川崎 キ48II 九九式双発軽爆撃機II型

1/72 ハセガワ


<実機について>

 九三式シリーズで重爆、双発軽爆、単発軽爆を一気に更新した帝国陸軍。流石に同じことをやるのは財布がきつかったのか、はたまた軽爆は一機種で良いと思ったのか97式では重爆と単軽の更新となります。それでもやっぱり双軽が欲しくなったのは、重爆を作りまくる金などないことに気がついたのか、やがて欧州戦線で明らかになる単軽の生存性の限界に気付いていたのか、はたまた単に

ウチにもSBみたいなんが欲しいっ!

と思っただけなのか、微妙なところ。まぁ流行に乗っかるまでもなく爆撃機の高速化には異様な情熱を傾ける帝国陸軍のことですから、キ30やキ32では元々満足していなかった面もあるんでしょう。

 中国戦線でデビューした本機は最初の頃こそ高速性能を活かして活躍したとか言われていますが、その頃はもうAVGのP-40Bなんかが跳梁していることを思うと何処まで活躍できたのやら…。太平洋戦争勃発後も稼動性の良さや小さい飛行場でも運用できることなどが受けて活躍しますが、一方で搭載量の少なさや敵機に補足された時の生存性の低さなどが問題になっていくのもやっぱり現実。そして後継機が現れずに延々と使われ続けて損耗していくのもお約束ではあります。


川崎 キ48 九九式双発軽爆撃機II型
寸法諸元17.47×12.88×3.80m(W×L×H) 全備重量6,750kg
主機中島ハ115 (公称1,100HP)×2 最大速度505km/h(高度5,600m)
初飛行昭和14年7月 最大航続距離2,400km
武装7.7mm×4挺


<キットについて>

 ハセガワの九九双軽はB5Nやキ51なんかと同様、亡きマニア社から金型を引き継いだ製品で、相応に年季の入ったキットではある筈なんですが、形の捉え方、気合の入った細部表現など30年以上も前に発売になったとは思えないほどの好キットです。  元々はI型のキットだったんですが、滑油冷却器とキャブのインテイクの位置を入れ替えるとほぼII型になることからII型のデカールが入ったバリエーションも幾つか発売されています。できればダイブブレーキのついたII型後期なんかも出ると嬉しいんですが…。


<製 作>

 元々内部の表現にもかなり気合の入ったキットではあるんですが、まぁ窓も多くて中が良く見えるだろうということで、今回はエデュアルドのエッチングなど奢ってみました。透明部品が結構厚いために組んでみると結構ディティールは見えなかったりもするんですが、まぁ後部銃座周りとかは結構感じが変わる気もします。

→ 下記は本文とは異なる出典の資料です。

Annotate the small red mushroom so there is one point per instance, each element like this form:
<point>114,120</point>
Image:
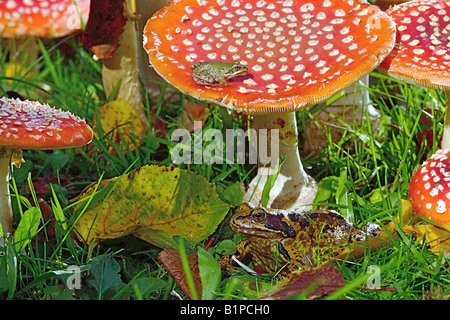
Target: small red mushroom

 塗装は昭和18年の鉾田飛行学校の機体。灰緑色はクレオスの陸軍機下面色(C128)を全面に吹いた後、褪色なんかも意識してRLM02を白で延ばした明るめのグレイを真上から吹いています。とにかく大変な透明部のマスキングはエデュアルドの紙テープタイプのマスク材を使用。やたらフィルムが硬くて曲面から浮いてくる昔のマスク材と異なり、柔軟性が高くちゃんと使えるものになっています。というかもう最近はこんなのでも使わないと日本の爆撃機なんて作ってられないと言う話も。